Back to school: The struggle to find preschool openings

While some kids are going back to school, others are taking their first toddler steps into a classroom.

In recent years, the pressure on parents to find quality preschool programs for their young children has risen — there are parents who enroll their children in preschool practically before they’re out of the womb.

Parents who were not proactive in getting their child into a preschool still have hope to get accepted into a good school, according to some experts in the pre-kindergarten business.

In fact, just before the beginning of fall isn’t such a bad time to sign up, said Stacey Boyd of San Francisco-based Savvy Source, a free online service that connects parents with preschools.

“I would never advise parents to start looking in that time frame, but many people drop out [of waiting lists] in the July and August time frame, so there are openings,” Boyd said.

Noel Wales was one San Francisco parent who managed to land a last-minute private preschool spot for his daughter, Josephine.
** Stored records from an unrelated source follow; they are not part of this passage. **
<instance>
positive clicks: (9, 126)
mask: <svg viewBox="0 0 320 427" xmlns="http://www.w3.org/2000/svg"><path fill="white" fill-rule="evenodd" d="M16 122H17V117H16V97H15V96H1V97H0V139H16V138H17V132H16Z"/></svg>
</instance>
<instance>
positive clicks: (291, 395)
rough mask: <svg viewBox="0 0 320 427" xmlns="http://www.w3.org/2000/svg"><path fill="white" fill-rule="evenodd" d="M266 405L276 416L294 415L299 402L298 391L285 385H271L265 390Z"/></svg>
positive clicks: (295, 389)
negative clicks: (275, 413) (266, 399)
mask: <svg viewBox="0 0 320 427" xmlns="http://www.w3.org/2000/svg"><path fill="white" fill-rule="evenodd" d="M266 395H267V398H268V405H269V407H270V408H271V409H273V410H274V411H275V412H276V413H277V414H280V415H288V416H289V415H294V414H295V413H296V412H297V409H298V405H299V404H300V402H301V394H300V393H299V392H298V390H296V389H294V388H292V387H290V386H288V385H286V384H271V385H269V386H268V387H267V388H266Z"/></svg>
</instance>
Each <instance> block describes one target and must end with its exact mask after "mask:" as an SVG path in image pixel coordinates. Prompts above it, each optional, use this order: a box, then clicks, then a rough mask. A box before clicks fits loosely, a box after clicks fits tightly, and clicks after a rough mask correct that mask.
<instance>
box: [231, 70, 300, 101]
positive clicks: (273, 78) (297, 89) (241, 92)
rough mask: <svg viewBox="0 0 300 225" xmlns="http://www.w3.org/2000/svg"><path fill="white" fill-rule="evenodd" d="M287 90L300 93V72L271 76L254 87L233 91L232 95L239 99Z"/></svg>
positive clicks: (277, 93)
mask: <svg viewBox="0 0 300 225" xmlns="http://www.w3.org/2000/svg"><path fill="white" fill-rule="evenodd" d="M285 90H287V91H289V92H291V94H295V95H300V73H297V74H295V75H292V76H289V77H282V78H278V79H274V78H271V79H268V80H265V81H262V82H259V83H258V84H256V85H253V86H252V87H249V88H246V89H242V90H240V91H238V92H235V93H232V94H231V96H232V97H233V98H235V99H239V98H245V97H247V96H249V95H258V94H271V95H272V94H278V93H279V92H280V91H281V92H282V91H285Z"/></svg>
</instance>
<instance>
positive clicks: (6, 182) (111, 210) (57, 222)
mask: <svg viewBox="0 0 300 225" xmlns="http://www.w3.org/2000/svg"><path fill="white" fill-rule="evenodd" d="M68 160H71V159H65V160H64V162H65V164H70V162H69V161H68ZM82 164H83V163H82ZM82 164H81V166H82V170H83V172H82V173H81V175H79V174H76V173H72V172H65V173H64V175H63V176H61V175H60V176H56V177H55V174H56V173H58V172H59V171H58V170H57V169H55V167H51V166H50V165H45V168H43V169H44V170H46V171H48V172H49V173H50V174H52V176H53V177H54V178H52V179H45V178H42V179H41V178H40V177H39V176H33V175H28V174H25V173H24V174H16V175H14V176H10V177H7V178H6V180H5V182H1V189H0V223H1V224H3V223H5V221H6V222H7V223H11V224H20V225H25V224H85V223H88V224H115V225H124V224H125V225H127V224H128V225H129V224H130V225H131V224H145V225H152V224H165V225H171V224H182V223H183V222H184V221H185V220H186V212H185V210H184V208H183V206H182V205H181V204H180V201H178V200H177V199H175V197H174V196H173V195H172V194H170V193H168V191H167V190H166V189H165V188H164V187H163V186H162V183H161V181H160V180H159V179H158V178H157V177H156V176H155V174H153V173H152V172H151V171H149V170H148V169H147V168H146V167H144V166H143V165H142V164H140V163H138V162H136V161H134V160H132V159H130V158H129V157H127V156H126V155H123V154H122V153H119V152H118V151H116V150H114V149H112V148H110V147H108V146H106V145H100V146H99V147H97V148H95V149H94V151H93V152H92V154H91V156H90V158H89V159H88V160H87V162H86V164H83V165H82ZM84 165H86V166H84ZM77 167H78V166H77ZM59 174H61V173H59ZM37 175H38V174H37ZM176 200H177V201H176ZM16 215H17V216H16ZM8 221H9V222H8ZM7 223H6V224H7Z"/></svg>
“We signed up for about 12 schools, and they were the only ones who came back with a slot for us,” Wales said. “We didn’t even look at it ahead of time — we asked when we could see the place.”

Students who come to kindergarten without some preschool perform poorly as compared with their peers, according to some studies.

“There is a lot of angst about [enrolling in preschool], and that’s why we’re in business — to hold parents’ hands,” said Betsy Little of Little & Molligan, a San Rafael-based preschool consulting firm.

Finding a preschool slot is only part of the struggle. Redwood City resident Andrea Beggs was trying to find preschool space for her grandson, but her budget falls $500 to $600 per month short of the cost.

“It looks like he has to wait until kindergarten,” Beggs said.

Keeping cost out of the equation is the goal of free Preschool for All programs in San Francisco and San Mateo counties.

There are still open slots in preschools run by The City and by the school district, said Matthew Rector of San Francisco’s Preschool for All.

In San Mateo County, openings vary by city, said Sarah Johnson, program director with the Child Care Coordinating Council.

Examiner Staff Writer Katie Worth contributed to this report.